Wednesday, July 29, 2009

Commence the Infusion

I enjoy my liquor cabinet. Over the last couple of years, we've got it stocked to the point where we have most of the basic things that a bar ought to have. It's got your basic liquors: rum, tequila, vodka, gin, whisky. It's got mixers and liqueurs. It's got club soda and tonic water. I've got my angostura bitters; I try to keep my fridge stocked with ice, mint and fresh fruit. But there's one thing that I've done a few times that gives me a certain sense of pride and that is liquor infusion.
There are a lot of infusions that you can buy in a liquor store--Bacardi Limon, Absolut Citron, and so forth, but there is a certain sense of craftsmanship, accomplishment, and frugality to doing it yourself. I have a few mason jars that I got at the supermarket that I use for this. First I get a big old handle (1.75 L) of vodka. I usually go with something middle of the road like Smirnoff or Skyy; I would hesitate to use something of a higher quality like Absolut or Grey Goose because the infusion is going to mask its purity. Why pay more for a flavor you're just going to tamper with? Heather disagrees with that point but perhaps her palate is more discerning than mine.
After the Vodka is procured, I get whatever fruit I want to work with and put it in the mason jar with the vodka. If it's berries, I just leave them whole and let them sit for a week; if it's pineapple, I cut it into chunks and let them sit for a week and a half; if it's citrus, I slice it and let it sit for four days. After it infuses, take the fruit out and it's ready to go. There are some people more daring than myself who will infuse herbs and spices and a growing number of people who enjoy bacon infused vodka. There really is nothing more American than taking something unique to another culture, like vodka, and adding bacon to it. I suppose for people who dislike the blood thinning properties of alcohol, this is a perfect way to negate it with cholesterol. I don't feel comfortable doing that particular infusion myself but if I come across it, I'll try it. I'm always looking for new blog fodder.
I suppose part of the appeal of infusion is taking something very basic like vodka--by definition a neutral spirit--and adding a personal flair.

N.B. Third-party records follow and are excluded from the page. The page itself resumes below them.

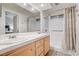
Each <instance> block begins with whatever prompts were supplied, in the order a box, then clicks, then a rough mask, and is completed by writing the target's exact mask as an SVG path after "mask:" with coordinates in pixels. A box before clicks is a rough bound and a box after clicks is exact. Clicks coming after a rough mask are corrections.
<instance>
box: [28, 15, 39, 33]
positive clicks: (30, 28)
mask: <svg viewBox="0 0 79 59" xmlns="http://www.w3.org/2000/svg"><path fill="white" fill-rule="evenodd" d="M37 18H39V17H37V16H36V17H29V31H31V32H33V31H40V21H36V19H37Z"/></svg>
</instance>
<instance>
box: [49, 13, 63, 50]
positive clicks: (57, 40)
mask: <svg viewBox="0 0 79 59" xmlns="http://www.w3.org/2000/svg"><path fill="white" fill-rule="evenodd" d="M63 20H64V15H63V14H62V15H56V16H51V19H50V33H51V36H50V37H51V41H50V42H51V45H52V46H53V47H54V48H56V49H61V48H62V43H63V39H64V34H63V33H64V31H63V29H64V21H63Z"/></svg>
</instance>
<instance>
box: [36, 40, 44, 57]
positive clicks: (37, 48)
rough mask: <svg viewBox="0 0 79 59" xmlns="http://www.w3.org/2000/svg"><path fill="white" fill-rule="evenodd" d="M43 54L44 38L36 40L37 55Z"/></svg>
mask: <svg viewBox="0 0 79 59" xmlns="http://www.w3.org/2000/svg"><path fill="white" fill-rule="evenodd" d="M41 53H42V54H43V39H41V40H39V41H36V56H40V54H41Z"/></svg>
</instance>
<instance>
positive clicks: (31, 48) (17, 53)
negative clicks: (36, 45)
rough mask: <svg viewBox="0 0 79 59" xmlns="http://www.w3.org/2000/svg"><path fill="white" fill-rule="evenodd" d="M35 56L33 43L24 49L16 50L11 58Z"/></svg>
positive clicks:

The same principle applies to any liquor but I've stuck with vodka. I've infused vodka with strawberries, lemons, and pineapple, but the one that serves us best is raspberry. Heather has enjoyed my patented raspberry/lemon cosmos on more than a few occasions. They're delicious and have the added distinction of being unique in its core spirit.
A goal of mine is to be able to brew my own beer but finances really limit that one for right now. I would also love to be able to distill my own liquor, but my landlord tells me I need some sort of permit to keep several bathtubs of alcohol in the basement. I've just about had it with this guy's excuses. I think the next step is buying one of those giant jugs with a spigot on the bottom so I can throw a party and impress people with it. For now I'll have to be satisfied with only impressing myself.